Способ подбора высокоактивного антибактериального средства для лечения заболеваний, вызываемых патогенными буркхольдериями

Изобретение касается подбора эффективного антибактериального средства для лечения сапа и мелиоидоза. Сущность способа сводится к тому, что исследуемую культуру В. pseudomallei или В. mallei в дозе 104 м.к. засевают на среду Muller Hinton, добавляют диски, обычно применяемые для лечения острых форм мелиоидоза и сапа (цефтазидим, меропенем, ципрофлоксацин, доксициклин, рифампицин, хлорамфеникол, ко-тримоксазол) и культивируют при 37°С в течение 24 ч. Параллельно эти же концентрации исследуемых культур засевают на ту же среду с добавлением 10% крови лабораторных животных - золотистых хомячков, наносят диски и культивируют при 37°С в атмосфере, содержащей 5% CO2, в течение 24 ч, после чего проводят учет результатов.
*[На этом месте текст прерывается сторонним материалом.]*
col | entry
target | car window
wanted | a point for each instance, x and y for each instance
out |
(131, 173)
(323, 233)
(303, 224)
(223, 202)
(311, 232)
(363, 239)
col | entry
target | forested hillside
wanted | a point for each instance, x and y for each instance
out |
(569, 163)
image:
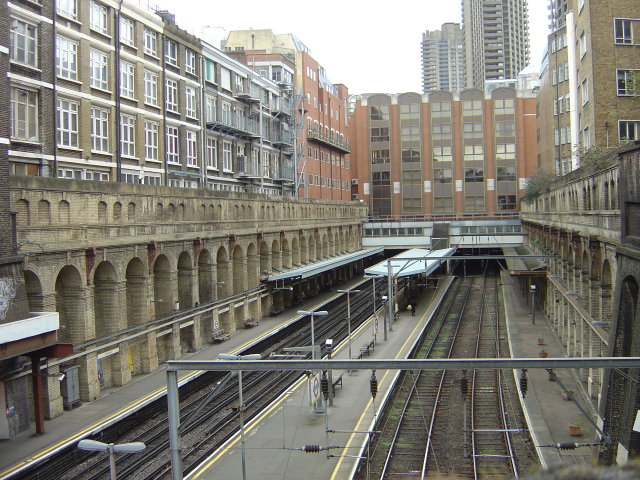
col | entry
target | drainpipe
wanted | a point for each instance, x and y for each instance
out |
(117, 94)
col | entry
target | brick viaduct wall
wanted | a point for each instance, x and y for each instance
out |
(119, 260)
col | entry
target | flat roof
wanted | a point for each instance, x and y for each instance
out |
(405, 263)
(325, 265)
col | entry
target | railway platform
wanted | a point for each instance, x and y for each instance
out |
(274, 440)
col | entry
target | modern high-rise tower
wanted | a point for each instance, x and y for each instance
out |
(443, 59)
(496, 37)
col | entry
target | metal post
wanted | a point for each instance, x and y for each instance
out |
(174, 424)
(390, 293)
(244, 464)
(112, 462)
(533, 304)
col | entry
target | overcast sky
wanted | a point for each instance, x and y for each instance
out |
(369, 46)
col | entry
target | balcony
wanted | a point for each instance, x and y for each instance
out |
(316, 135)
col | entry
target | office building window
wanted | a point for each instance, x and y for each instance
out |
(150, 88)
(171, 53)
(98, 69)
(24, 43)
(628, 130)
(212, 153)
(67, 8)
(98, 17)
(226, 156)
(192, 149)
(506, 174)
(24, 114)
(127, 31)
(128, 135)
(67, 123)
(507, 202)
(190, 61)
(150, 42)
(171, 92)
(623, 31)
(66, 58)
(99, 130)
(474, 175)
(628, 81)
(172, 147)
(190, 102)
(127, 79)
(151, 141)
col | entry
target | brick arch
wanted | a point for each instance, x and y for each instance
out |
(222, 273)
(71, 306)
(185, 281)
(205, 277)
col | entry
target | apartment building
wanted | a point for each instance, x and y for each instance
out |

Показателем эффективности антибактериального средства является сохранение активности в условиях, приближенных к in vivo, на уровне показателей роста бактерий в стандартных условиях, при этом зона задержки роста существенно превышает показатель чувствительности бактерий к данному антибактериальному средству. Одновременно определяют сравнительную эффективность препаратов в опытах по лечению экспериментальных животных. Изобретение позволяет более точно определить, какое антибактериальное средство эффективно для лечения заболеваний, вызываемых патогенными буркхольдериями. 1 з.п. ф-лы, 2 табл.

 

Изобретение относится к медицинской микробиологии и касается подбора высокоактивных антибактериальных средств для лечения заболеваний, вызываемых патогенными буркхольдериями.

Известно, что использование антибактериальных препаратов, достаточно активных in vitro в отношении патогенных микроорганизмов, в том числе и буркхольдерий (В. mallei, В. pseudomallei), в ряде случаев оказывается неэффективным при лечении вызываемых ими заболеваний. Этот феномен связывают с различными факторами, проявляющимися в процессе взаимодействия микроорганизма с антибиотиками в условиях in vivo: постантибиотическим эффектом, повышением антибиотикоустойчивости бактерий при формировании биопленки, наконец, прямым воздействием физико-химических факторов внутренней среды макроорганизма, существенно влияющих на характер взаимодействия антибиотиков с патогенным микроорганизмом.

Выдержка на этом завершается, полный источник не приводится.